Islamic History
ISLAM AND THE ABOLITION OF SLAVERY
Author(s): William Gervase Clarence- Smith
Reviewed by: Iftikhar Malik, Bath Spa University, Bath
Review
Writing about slavery in reference to Islam while covering the entire Muslim history all the way since its inception in the Hejaz is certainly a gigantic project which may, expectedly, require several volumes, graphs, tables and maps, but Clarence-Smith has abridged it into a single but no less challenging volume. Using ten maps, his own travelling and teaching experiences in Africa, the Middle East, South and Southeast Asia, along with his extensive consultation of Western scholarship since the colonial times, the author has built up his narrative of the “peculiar institution”. Slaves were acquired through raids, in war booties and by sheer business exchanges all around the world to work in professions varying from domestic labour to soldiering, farms and guarding harems as eunuchs.

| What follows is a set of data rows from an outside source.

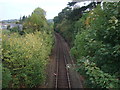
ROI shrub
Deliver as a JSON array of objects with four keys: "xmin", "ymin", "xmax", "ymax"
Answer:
[{"xmin": 2, "ymin": 32, "xmax": 52, "ymax": 88}]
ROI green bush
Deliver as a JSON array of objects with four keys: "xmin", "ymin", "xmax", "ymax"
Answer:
[
  {"xmin": 2, "ymin": 32, "xmax": 52, "ymax": 88},
  {"xmin": 71, "ymin": 2, "xmax": 120, "ymax": 88}
]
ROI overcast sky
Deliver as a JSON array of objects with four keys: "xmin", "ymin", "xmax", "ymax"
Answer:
[{"xmin": 0, "ymin": 0, "xmax": 71, "ymax": 20}]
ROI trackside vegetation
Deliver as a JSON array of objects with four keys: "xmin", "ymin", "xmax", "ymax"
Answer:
[
  {"xmin": 2, "ymin": 8, "xmax": 53, "ymax": 88},
  {"xmin": 54, "ymin": 2, "xmax": 120, "ymax": 89}
]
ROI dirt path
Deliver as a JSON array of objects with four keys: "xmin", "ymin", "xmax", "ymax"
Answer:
[{"xmin": 47, "ymin": 33, "xmax": 83, "ymax": 88}]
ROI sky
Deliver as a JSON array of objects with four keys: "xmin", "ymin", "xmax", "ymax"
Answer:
[{"xmin": 0, "ymin": 0, "xmax": 71, "ymax": 20}]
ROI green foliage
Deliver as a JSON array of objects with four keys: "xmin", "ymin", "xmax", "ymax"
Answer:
[
  {"xmin": 71, "ymin": 2, "xmax": 120, "ymax": 88},
  {"xmin": 2, "ymin": 67, "xmax": 12, "ymax": 88},
  {"xmin": 78, "ymin": 58, "xmax": 120, "ymax": 89},
  {"xmin": 2, "ymin": 32, "xmax": 52, "ymax": 88},
  {"xmin": 23, "ymin": 8, "xmax": 49, "ymax": 33}
]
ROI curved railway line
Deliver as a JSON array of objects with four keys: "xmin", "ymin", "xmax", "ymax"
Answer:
[
  {"xmin": 48, "ymin": 33, "xmax": 83, "ymax": 90},
  {"xmin": 55, "ymin": 34, "xmax": 71, "ymax": 89}
]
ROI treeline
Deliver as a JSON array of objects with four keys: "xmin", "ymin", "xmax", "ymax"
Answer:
[
  {"xmin": 54, "ymin": 2, "xmax": 120, "ymax": 88},
  {"xmin": 2, "ymin": 8, "xmax": 53, "ymax": 88}
]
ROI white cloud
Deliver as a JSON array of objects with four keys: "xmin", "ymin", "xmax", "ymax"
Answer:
[{"xmin": 0, "ymin": 0, "xmax": 69, "ymax": 19}]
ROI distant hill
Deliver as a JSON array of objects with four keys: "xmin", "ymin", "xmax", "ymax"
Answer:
[{"xmin": 2, "ymin": 19, "xmax": 19, "ymax": 23}]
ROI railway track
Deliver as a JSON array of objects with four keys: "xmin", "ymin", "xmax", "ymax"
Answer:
[{"xmin": 55, "ymin": 33, "xmax": 71, "ymax": 89}]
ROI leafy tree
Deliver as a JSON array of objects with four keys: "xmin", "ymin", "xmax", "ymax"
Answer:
[{"xmin": 23, "ymin": 8, "xmax": 48, "ymax": 33}]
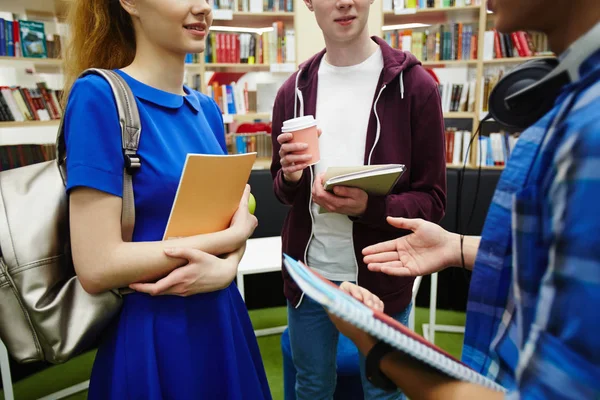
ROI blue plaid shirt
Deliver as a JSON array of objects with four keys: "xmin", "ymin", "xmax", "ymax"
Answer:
[{"xmin": 463, "ymin": 30, "xmax": 600, "ymax": 399}]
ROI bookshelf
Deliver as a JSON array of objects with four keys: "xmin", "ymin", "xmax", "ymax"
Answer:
[
  {"xmin": 0, "ymin": 119, "xmax": 60, "ymax": 129},
  {"xmin": 381, "ymin": 0, "xmax": 552, "ymax": 169},
  {"xmin": 0, "ymin": 56, "xmax": 62, "ymax": 69}
]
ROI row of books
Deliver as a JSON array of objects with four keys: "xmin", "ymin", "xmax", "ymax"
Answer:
[
  {"xmin": 0, "ymin": 144, "xmax": 56, "ymax": 171},
  {"xmin": 445, "ymin": 127, "xmax": 471, "ymax": 165},
  {"xmin": 232, "ymin": 132, "xmax": 273, "ymax": 158},
  {"xmin": 238, "ymin": 0, "xmax": 294, "ymax": 12},
  {"xmin": 384, "ymin": 22, "xmax": 477, "ymax": 61},
  {"xmin": 484, "ymin": 29, "xmax": 552, "ymax": 60},
  {"xmin": 475, "ymin": 132, "xmax": 519, "ymax": 167},
  {"xmin": 205, "ymin": 21, "xmax": 296, "ymax": 64},
  {"xmin": 207, "ymin": 82, "xmax": 256, "ymax": 115},
  {"xmin": 438, "ymin": 80, "xmax": 476, "ymax": 112},
  {"xmin": 383, "ymin": 0, "xmax": 481, "ymax": 12},
  {"xmin": 481, "ymin": 68, "xmax": 504, "ymax": 112},
  {"xmin": 211, "ymin": 0, "xmax": 294, "ymax": 13},
  {"xmin": 0, "ymin": 82, "xmax": 63, "ymax": 122},
  {"xmin": 0, "ymin": 16, "xmax": 61, "ymax": 58}
]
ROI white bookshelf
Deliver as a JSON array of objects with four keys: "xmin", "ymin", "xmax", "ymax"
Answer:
[{"xmin": 0, "ymin": 121, "xmax": 59, "ymax": 146}]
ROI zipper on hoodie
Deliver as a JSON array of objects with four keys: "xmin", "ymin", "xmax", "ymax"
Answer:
[
  {"xmin": 294, "ymin": 70, "xmax": 387, "ymax": 308},
  {"xmin": 352, "ymin": 85, "xmax": 387, "ymax": 285}
]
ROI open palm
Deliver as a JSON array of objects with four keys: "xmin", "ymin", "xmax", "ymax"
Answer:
[{"xmin": 363, "ymin": 217, "xmax": 453, "ymax": 276}]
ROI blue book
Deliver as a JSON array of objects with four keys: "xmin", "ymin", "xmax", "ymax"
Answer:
[
  {"xmin": 4, "ymin": 20, "xmax": 15, "ymax": 57},
  {"xmin": 283, "ymin": 254, "xmax": 506, "ymax": 392}
]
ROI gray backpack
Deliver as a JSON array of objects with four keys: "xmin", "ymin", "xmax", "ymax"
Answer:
[{"xmin": 0, "ymin": 69, "xmax": 141, "ymax": 363}]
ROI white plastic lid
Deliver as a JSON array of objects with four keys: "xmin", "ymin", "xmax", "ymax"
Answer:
[{"xmin": 281, "ymin": 115, "xmax": 317, "ymax": 133}]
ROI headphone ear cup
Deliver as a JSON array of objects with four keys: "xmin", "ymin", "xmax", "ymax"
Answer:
[{"xmin": 488, "ymin": 59, "xmax": 558, "ymax": 130}]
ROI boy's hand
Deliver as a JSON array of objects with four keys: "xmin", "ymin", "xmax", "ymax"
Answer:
[{"xmin": 312, "ymin": 174, "xmax": 369, "ymax": 217}]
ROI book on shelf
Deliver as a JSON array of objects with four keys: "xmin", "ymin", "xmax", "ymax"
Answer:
[
  {"xmin": 283, "ymin": 254, "xmax": 506, "ymax": 392},
  {"xmin": 475, "ymin": 132, "xmax": 519, "ymax": 167},
  {"xmin": 0, "ymin": 144, "xmax": 56, "ymax": 171},
  {"xmin": 232, "ymin": 132, "xmax": 273, "ymax": 158},
  {"xmin": 0, "ymin": 12, "xmax": 62, "ymax": 58},
  {"xmin": 238, "ymin": 0, "xmax": 294, "ymax": 13},
  {"xmin": 0, "ymin": 82, "xmax": 63, "ymax": 122},
  {"xmin": 204, "ymin": 21, "xmax": 296, "ymax": 65},
  {"xmin": 438, "ymin": 80, "xmax": 476, "ymax": 113},
  {"xmin": 383, "ymin": 0, "xmax": 481, "ymax": 14},
  {"xmin": 210, "ymin": 0, "xmax": 294, "ymax": 13},
  {"xmin": 445, "ymin": 127, "xmax": 472, "ymax": 165},
  {"xmin": 163, "ymin": 153, "xmax": 256, "ymax": 240},
  {"xmin": 383, "ymin": 22, "xmax": 478, "ymax": 61},
  {"xmin": 483, "ymin": 29, "xmax": 553, "ymax": 61}
]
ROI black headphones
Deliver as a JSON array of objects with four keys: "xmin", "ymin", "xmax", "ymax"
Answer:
[
  {"xmin": 488, "ymin": 58, "xmax": 571, "ymax": 130},
  {"xmin": 485, "ymin": 24, "xmax": 600, "ymax": 130},
  {"xmin": 456, "ymin": 24, "xmax": 600, "ymax": 277}
]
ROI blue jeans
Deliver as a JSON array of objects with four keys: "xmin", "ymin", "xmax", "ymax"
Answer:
[{"xmin": 288, "ymin": 282, "xmax": 411, "ymax": 400}]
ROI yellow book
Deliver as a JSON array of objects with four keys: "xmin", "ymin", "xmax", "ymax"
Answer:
[
  {"xmin": 163, "ymin": 153, "xmax": 256, "ymax": 240},
  {"xmin": 319, "ymin": 164, "xmax": 406, "ymax": 214}
]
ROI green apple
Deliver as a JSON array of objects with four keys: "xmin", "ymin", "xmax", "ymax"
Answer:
[{"xmin": 248, "ymin": 193, "xmax": 256, "ymax": 214}]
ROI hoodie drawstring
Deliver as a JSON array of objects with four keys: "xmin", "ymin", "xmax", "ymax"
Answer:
[
  {"xmin": 294, "ymin": 70, "xmax": 304, "ymax": 118},
  {"xmin": 400, "ymin": 71, "xmax": 404, "ymax": 99}
]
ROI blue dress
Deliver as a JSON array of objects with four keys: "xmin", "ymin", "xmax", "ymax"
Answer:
[{"xmin": 65, "ymin": 71, "xmax": 271, "ymax": 400}]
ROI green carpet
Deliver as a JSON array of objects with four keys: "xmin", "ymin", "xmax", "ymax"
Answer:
[{"xmin": 0, "ymin": 307, "xmax": 465, "ymax": 400}]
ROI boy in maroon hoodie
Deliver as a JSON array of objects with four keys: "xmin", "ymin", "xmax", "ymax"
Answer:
[{"xmin": 271, "ymin": 0, "xmax": 446, "ymax": 400}]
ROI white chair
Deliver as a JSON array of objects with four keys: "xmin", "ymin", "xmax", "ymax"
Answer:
[
  {"xmin": 0, "ymin": 340, "xmax": 15, "ymax": 400},
  {"xmin": 422, "ymin": 272, "xmax": 465, "ymax": 343},
  {"xmin": 408, "ymin": 276, "xmax": 423, "ymax": 331},
  {"xmin": 0, "ymin": 340, "xmax": 90, "ymax": 400}
]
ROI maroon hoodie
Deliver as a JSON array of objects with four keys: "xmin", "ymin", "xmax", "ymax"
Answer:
[{"xmin": 271, "ymin": 37, "xmax": 446, "ymax": 314}]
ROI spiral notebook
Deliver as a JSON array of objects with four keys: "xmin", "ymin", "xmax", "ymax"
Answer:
[{"xmin": 283, "ymin": 254, "xmax": 506, "ymax": 392}]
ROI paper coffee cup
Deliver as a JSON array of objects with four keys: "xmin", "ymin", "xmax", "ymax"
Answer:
[{"xmin": 281, "ymin": 115, "xmax": 321, "ymax": 165}]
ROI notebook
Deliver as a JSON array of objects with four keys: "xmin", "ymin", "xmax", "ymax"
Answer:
[
  {"xmin": 163, "ymin": 153, "xmax": 256, "ymax": 240},
  {"xmin": 323, "ymin": 164, "xmax": 405, "ymax": 196},
  {"xmin": 283, "ymin": 254, "xmax": 506, "ymax": 392},
  {"xmin": 319, "ymin": 164, "xmax": 406, "ymax": 214}
]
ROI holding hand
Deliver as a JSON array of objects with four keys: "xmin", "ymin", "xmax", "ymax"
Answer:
[
  {"xmin": 363, "ymin": 217, "xmax": 458, "ymax": 276},
  {"xmin": 129, "ymin": 246, "xmax": 246, "ymax": 297},
  {"xmin": 312, "ymin": 174, "xmax": 369, "ymax": 217},
  {"xmin": 277, "ymin": 129, "xmax": 321, "ymax": 183},
  {"xmin": 328, "ymin": 282, "xmax": 383, "ymax": 353},
  {"xmin": 229, "ymin": 185, "xmax": 258, "ymax": 247}
]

Though most of the slaves came from Africa, yet a fair number of Asians and Europeans were inducted in the imperial armies, domestic servitude and farm labour looking after pastures, fields and orchards. The Prophetic teachings and Qur’anic injunctions while exhorting a more humane treatment of those in servitude, however, did not vocally abolish slavery once for all and here Islam, like other Abrahamic traditions and Indian faith systems, stopped short of a total abolition which allowed many ulema to justify enslavement under several conditions.